A half rope configuration differs from a twin rope setup in that twin ropes are too thin to catch your fall on their own. This means that both sections of the rope must be clipped through each piece of protection. Using a twin rope setup has its own advantages:
- Longer rappels: Twin ropes, like half ropes, allow you to conduct a full-length rappel, which is why they’re useful in alpine and multi-pitch climbing.
- Better weight distribution: Instead of one person carrying a full-length single rope, a team of two can each carry a half-length rope.
Best Setup for Ice Climbing
So, now that we know what each rope system is for ice climbing, which one is the best? For ice climbing, single or half rope systems are most typically utilized.
- It induces less drag. As you slice your way over a cascade, attempting to find the best ice and the most secure screw placements, ice climbing can involve a lot of zig-zagging. The rope drag can be reduced by using a half rope configuration.
- It’s better for rappelling too. The twin rappels will come in handy, especially if you’re climbing a multi-pitch or long single-pitch route.

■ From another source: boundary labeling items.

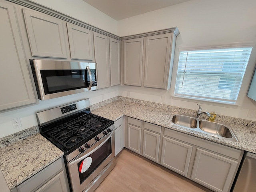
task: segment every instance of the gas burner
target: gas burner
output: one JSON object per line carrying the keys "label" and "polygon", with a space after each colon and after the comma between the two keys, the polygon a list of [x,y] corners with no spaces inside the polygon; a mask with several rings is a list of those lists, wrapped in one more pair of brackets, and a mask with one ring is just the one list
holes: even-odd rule
{"label": "gas burner", "polygon": [[76,141],[76,140],[77,140],[77,137],[75,136],[72,137],[70,138],[70,142],[72,143],[75,143]]}
{"label": "gas burner", "polygon": [[66,130],[64,130],[64,131],[62,131],[60,133],[60,135],[66,135],[68,134],[68,131]]}
{"label": "gas burner", "polygon": [[80,128],[79,128],[79,130],[82,131],[84,131],[85,129],[85,127],[84,126],[82,126],[80,127]]}

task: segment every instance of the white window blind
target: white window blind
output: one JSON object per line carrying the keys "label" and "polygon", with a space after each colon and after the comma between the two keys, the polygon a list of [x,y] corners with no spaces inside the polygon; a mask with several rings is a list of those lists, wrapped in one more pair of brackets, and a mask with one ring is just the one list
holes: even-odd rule
{"label": "white window blind", "polygon": [[235,103],[252,48],[180,52],[175,94]]}

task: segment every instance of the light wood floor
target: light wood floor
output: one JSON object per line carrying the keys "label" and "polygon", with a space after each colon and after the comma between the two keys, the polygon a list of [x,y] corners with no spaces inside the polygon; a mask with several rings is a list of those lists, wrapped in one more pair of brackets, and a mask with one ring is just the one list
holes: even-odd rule
{"label": "light wood floor", "polygon": [[95,192],[212,192],[126,149]]}

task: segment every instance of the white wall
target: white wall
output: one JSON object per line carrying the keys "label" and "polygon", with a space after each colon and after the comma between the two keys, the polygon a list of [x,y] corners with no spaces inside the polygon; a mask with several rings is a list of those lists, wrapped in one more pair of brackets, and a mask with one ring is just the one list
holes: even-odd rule
{"label": "white wall", "polygon": [[[120,88],[120,95],[153,102],[197,110],[199,104],[204,111],[255,121],[248,117],[249,110],[256,110],[256,102],[246,94],[256,63],[256,48],[253,49],[237,104],[229,108],[199,101],[174,100],[179,47],[230,44],[239,42],[256,42],[256,1],[255,0],[192,0],[164,8],[118,21],[118,35],[123,36],[178,27],[180,34],[176,48],[172,86],[167,91],[131,86]],[[161,102],[161,96],[165,102]]]}

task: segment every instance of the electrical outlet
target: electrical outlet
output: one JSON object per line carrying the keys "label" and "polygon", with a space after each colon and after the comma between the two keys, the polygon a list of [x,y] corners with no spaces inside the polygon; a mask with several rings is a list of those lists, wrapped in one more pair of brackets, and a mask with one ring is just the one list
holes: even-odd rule
{"label": "electrical outlet", "polygon": [[20,118],[13,119],[12,120],[12,126],[14,129],[19,128],[19,127],[21,127],[22,126]]}
{"label": "electrical outlet", "polygon": [[161,102],[162,103],[164,102],[164,96],[162,96],[161,97]]}
{"label": "electrical outlet", "polygon": [[247,116],[252,118],[256,118],[256,110],[249,110]]}

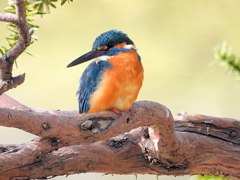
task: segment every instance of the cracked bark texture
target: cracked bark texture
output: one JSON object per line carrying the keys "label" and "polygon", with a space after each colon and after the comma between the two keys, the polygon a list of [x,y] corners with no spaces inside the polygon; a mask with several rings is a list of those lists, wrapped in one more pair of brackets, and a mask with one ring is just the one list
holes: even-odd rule
{"label": "cracked bark texture", "polygon": [[131,111],[78,115],[40,110],[0,96],[0,125],[39,136],[0,145],[1,179],[41,179],[85,172],[206,174],[240,178],[240,121],[179,114],[136,102]]}

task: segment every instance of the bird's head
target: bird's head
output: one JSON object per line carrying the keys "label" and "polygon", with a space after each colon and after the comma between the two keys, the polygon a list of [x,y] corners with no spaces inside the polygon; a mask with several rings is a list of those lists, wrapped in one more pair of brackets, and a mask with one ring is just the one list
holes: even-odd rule
{"label": "bird's head", "polygon": [[119,52],[132,49],[136,50],[136,47],[127,34],[118,30],[110,30],[96,38],[91,51],[75,59],[67,67],[72,67],[91,59],[96,59],[96,62],[106,61]]}

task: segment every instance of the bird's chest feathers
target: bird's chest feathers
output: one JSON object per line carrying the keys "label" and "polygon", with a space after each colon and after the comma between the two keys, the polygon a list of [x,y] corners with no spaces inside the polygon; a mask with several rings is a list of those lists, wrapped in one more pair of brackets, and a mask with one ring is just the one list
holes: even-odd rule
{"label": "bird's chest feathers", "polygon": [[112,68],[106,69],[93,99],[105,94],[112,106],[129,109],[136,100],[143,81],[143,67],[136,52],[119,53],[108,59]]}

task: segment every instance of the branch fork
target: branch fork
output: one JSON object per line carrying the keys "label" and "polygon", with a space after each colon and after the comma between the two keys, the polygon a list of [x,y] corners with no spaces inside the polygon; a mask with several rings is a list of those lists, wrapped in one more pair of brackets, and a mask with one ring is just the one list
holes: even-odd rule
{"label": "branch fork", "polygon": [[6,95],[0,101],[0,125],[39,136],[0,145],[2,179],[81,172],[240,178],[238,120],[186,113],[173,118],[150,101],[134,103],[131,112],[83,115],[30,108]]}

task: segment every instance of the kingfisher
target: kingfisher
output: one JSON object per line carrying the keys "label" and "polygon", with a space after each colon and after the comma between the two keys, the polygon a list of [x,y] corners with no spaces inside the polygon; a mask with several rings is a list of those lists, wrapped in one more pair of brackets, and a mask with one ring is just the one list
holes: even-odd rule
{"label": "kingfisher", "polygon": [[95,39],[91,51],[67,67],[92,59],[79,81],[79,113],[130,110],[144,77],[134,42],[121,31],[107,31]]}

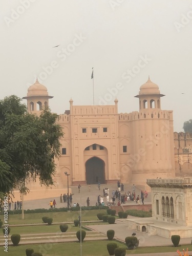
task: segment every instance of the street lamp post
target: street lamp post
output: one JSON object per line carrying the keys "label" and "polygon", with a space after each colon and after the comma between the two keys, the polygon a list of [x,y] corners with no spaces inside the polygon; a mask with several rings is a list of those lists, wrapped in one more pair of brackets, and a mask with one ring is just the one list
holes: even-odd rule
{"label": "street lamp post", "polygon": [[70,175],[70,174],[68,174],[67,172],[65,172],[65,174],[66,175],[66,176],[68,177],[68,210],[69,210],[69,175]]}

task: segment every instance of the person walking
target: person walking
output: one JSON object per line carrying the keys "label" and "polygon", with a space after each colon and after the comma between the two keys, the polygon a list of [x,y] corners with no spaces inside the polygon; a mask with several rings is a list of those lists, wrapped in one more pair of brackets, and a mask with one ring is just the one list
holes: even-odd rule
{"label": "person walking", "polygon": [[54,208],[55,208],[55,205],[56,205],[57,204],[56,203],[56,201],[54,199],[53,200],[53,207]]}
{"label": "person walking", "polygon": [[89,200],[89,198],[88,197],[88,199],[87,199],[87,204],[88,206],[89,206],[90,202],[90,200]]}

- Provides double the security. One thing to keep in mind when ice climbing is that you will always have many sharp objects stuck to your body. When you use half ropes, you always have a backup in case one of your lines breaks.
When ice climbing, you should always bring a dry-treated rope with you. A half rope system is recommended for multi-pitch, single pitches longer than thirty meters, and alpine situations. A single rope should suffice for shorter single-pitch climbs.
How to Choose Your Suitable Ice Climbing Rope
When it comes to outdoor equipment, the cost is nearly always a consideration. Depending on the brand you choose, a good dry-treated rope will cost you between $225 and $300.
The size of the rope you’re buying is the next factor to consider. The following are the standard climbing sizes:
- Single ropes should be between 9mm and 10.7mm in diameter.
- Half ropes should be 8mm-9mm thick.
- Twin ropes can be as little as 7mm in diameter and still be effective.
Finally, the length of your ropes must be considered. Personally, I would not advocate utilizing a rope less than 60 meters. 70 is even better because that extra ten meters can mean the difference between being able to complete a route and not being able to do so.